O encontro se deu no contexto de uma posição mais firme do governo em relação à aprovação do Marco Civil da Internet. Integrante do CGI e participante da reunião, a advogada do IDEC, Veridiana Alimonti, explica: “diante das denúncias de espionagem norte-americana, o comitê buscou abrir diálogo com a presidente e se colocar à disposição. O interesse recíproco dela produziu a aproximação”. O movimento concretizou-se em dois atos. Em 11 de setembro, três dias após o jornalista Glenn Greenwald revelar espionagem da NSA contra a Petrobrás a presidente pediu formalmente ao Congresso urgência para votação do Projeto de Lei (PL) 2126/11, nome oficial do Marco Civil. Cinco dias mais tarde, chamou o CGI para o diálogo.

“A presidente mostrou-se preocupada”, relata Veridiana. Anunciou que condenaria a espionagem, e defenderia a liberdade de expressão e a privacidade na internet, em seu discurso na ONU. Mostrou-se interessada em discutir o sistema global de governança na rede. Pediu subsídios para sua fala em Nova York. Foi correspondida. Os membros do CGI sugeriram-lhe o exame do Decálogo de Princípios para a Internet no Brasil, que formularam em 2009. Basta ler o discurso feito pela presidente nesta terça-feira (ou o resumo preparado pela própria presidência da República) para constatar a enorme identidade entre as duas peças.

As polêmicas em torno do Marco Civil

Em outro momento do encontro, os integrantes do CGI relataram à presidente as resistências do Congresso diante de duas regras essenciais previstas no Marco Civil: neutralidade na rede e liberdade de expressão dos usuários. A primeira está expressa no artigo 9º do PL 2126/11. Segundo o texto original, construído num amplo processo de debates e audiências públicas, entre 2009 e 2010, os pacotes de dados que circulam pela internet devem trafegar de “forma isonômica”. As autoridades e empresas provedoras não podem, por exemplo, restringir a circulação de conteúdos que julguem politicamente inconvenientes. Nem, ao contrário, criar vias mais rápidas para o tráfego de material produzido por quem pode pagar pelo privilégio.

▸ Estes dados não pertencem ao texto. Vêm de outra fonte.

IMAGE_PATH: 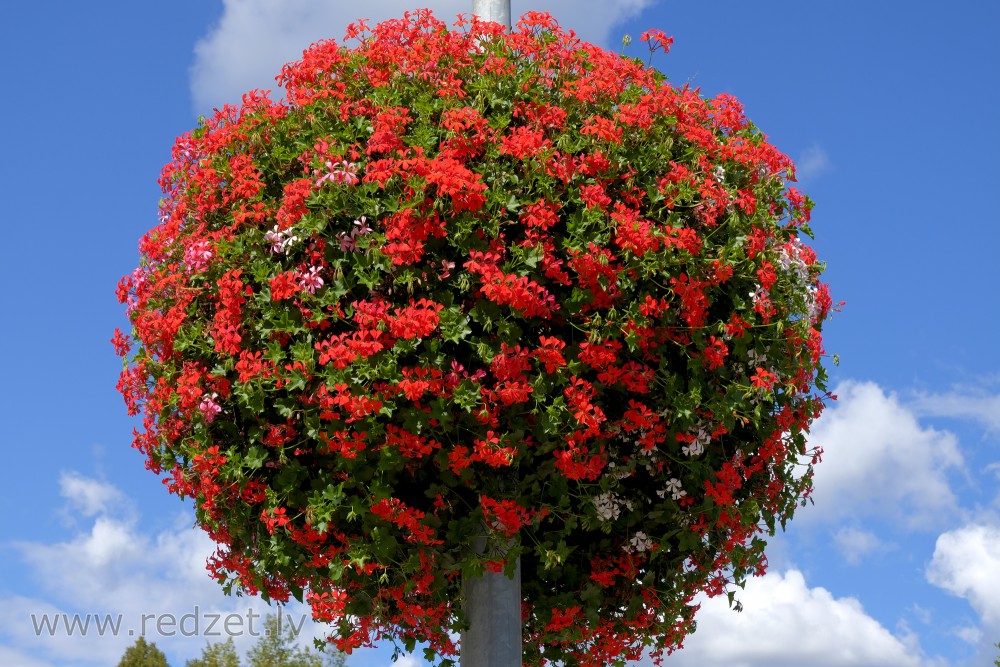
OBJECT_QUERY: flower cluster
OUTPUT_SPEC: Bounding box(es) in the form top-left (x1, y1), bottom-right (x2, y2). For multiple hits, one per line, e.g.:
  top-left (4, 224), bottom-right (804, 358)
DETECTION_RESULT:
top-left (113, 11), bottom-right (832, 666)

Em sua fala na ONU, Dilma assumiu posição alinhada aos princípios do CGI. Um dos pontos da “governança global da internet” proposta por ela é: “neutralidade da rede, ao respeitar apenas critérios técnicos e éticos, tornando inadmissível restrição por motivos políticos, comerciais, religiosos ou de qualquer outra natureza”. Esta posição contraria opiniões manifestadas, em múltiplas oportunidades, por representantes das empresas privadas de telecomunicação brasileiras (leia uma delas). Interessadas em mercantilizar tanto quanto possível a rede, as “teles” insistem em criar segregação por meio da venda de “serviços premium” – de preferência, em múltiplas categorias.

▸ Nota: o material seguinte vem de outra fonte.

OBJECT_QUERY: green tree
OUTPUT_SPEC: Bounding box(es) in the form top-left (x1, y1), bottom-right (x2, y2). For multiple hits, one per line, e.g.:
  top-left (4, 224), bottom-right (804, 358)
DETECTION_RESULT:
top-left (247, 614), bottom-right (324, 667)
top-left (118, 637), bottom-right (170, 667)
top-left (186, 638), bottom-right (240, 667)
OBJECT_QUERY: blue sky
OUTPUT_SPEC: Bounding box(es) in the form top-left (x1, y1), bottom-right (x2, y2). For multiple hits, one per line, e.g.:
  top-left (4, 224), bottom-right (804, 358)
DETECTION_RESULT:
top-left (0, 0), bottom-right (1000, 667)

O segundo ponto que enfrenta obstáculos no Legislativo é a garantia plena de liberdade de expressão. No encontro de 16/9, membros do CGI revelaram à presidente o pomo da discórdia. O artigo 15 do Marco Civil estabelece um único caso em que os provedores de serviço à internet (como Google, Facebook, Youtube e hospedeiros de sites e blogs) são co-responsáveis pelos conteúdos publicados por seus usuários: quando descumprem ordem judicial de retirar conteúdos do ar. O Poder Judiciário, aliás, já tem abusado desta prerrogativa. Estudos internacionais demonstram que o Brasil é campeão mundial absoluto em censura a conteúdos por decisão de juízes.

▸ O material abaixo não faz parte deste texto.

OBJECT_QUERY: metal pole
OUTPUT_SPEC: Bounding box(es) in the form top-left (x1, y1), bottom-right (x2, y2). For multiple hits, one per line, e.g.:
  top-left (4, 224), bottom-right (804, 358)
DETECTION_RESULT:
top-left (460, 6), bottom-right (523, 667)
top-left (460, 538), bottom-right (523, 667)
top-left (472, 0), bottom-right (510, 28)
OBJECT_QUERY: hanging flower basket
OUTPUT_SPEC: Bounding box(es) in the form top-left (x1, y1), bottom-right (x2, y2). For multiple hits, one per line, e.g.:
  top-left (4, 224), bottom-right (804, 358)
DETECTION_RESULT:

Mas a Associação Brasileira de Emissoras de Rádio e TV (Abert) – e a TV Globo, em especial – lutam para tornar a regra mais draconiana. Desejam que a própria decisão judicial seja dispensável, quando estiverem envolvidos direitos autorais. Neste caso, os provedores deveriam retirar os conteúdos considerados “infringentes” antes de decisão da Justiça, sob pena de serem co-responsáveis pela infração. Isso amedrontaria os provedores, convertendo-os em uma espécie de fiscais extra-judiciais de conteúdos. Veriana Alimondi conta que, durante o encontro com o CGI, Dilma ouviu as ponderações do comitê “com atenção” e se mostrou contrariada com a situação. Representantes do CGI defenderam que esse assunto não deveria ser objeto do Marco Civil, mas da revisão da Lei de Direitos Autorais, que será encaminhada em breve ao Congresso. Quanto a isso, vale notar: o primeiro princípio da governança global da internet proposta pela presidente na terça é: “liberdade de expressão, privacidade do indivíduo e respeito aos direitos humanos”

Nova mobilização pela liberdade na rede

Os primeiros frutos do diálogo de Dilma com os que lutam pela internet livre já começaram a surgir. O discurso da presidente na ONU teve repercussão internacional ampla e positiva, reconhecem os próprios jornais tradicionais brasileiros. Mas ela conseguirá garantir, em seu país, os princípios de liberdade na internet que pregou para o mundo? Com relação à neutralidade, o artigo 9º do Marco Civil é muito adequado, tanto no projeto original encaminhado ao Congresso em 2011, quanto na última versão apresentada pelo relator, deputado Alessandro Molon (PT-RJ). Mas e se os deputados e senadores o desfigurarem, na votação?

Um dos nós do problema é, também neste caso, o PMDB. Embora o partido integre a base do governo, setores peemedebistas tendme a se aliar com PSDB, DEM e outras agremiações à direita, sempre que o Palácio do Planalto ousa chocar-se contra interesses conservadores. Foi assim recentemente, quando inviabilizou-se a proposta de plebiscito sobre Reforma Política. Tem sido assim desde agosto de 2011, quando o PL 2126/11 foi enviado ao Congresso. Conhecido por suas vinculações com as teles, o deputado Eduardo Cunha (PMDB-RJ) é um dos articuladores da resistência à neutralidade da rede.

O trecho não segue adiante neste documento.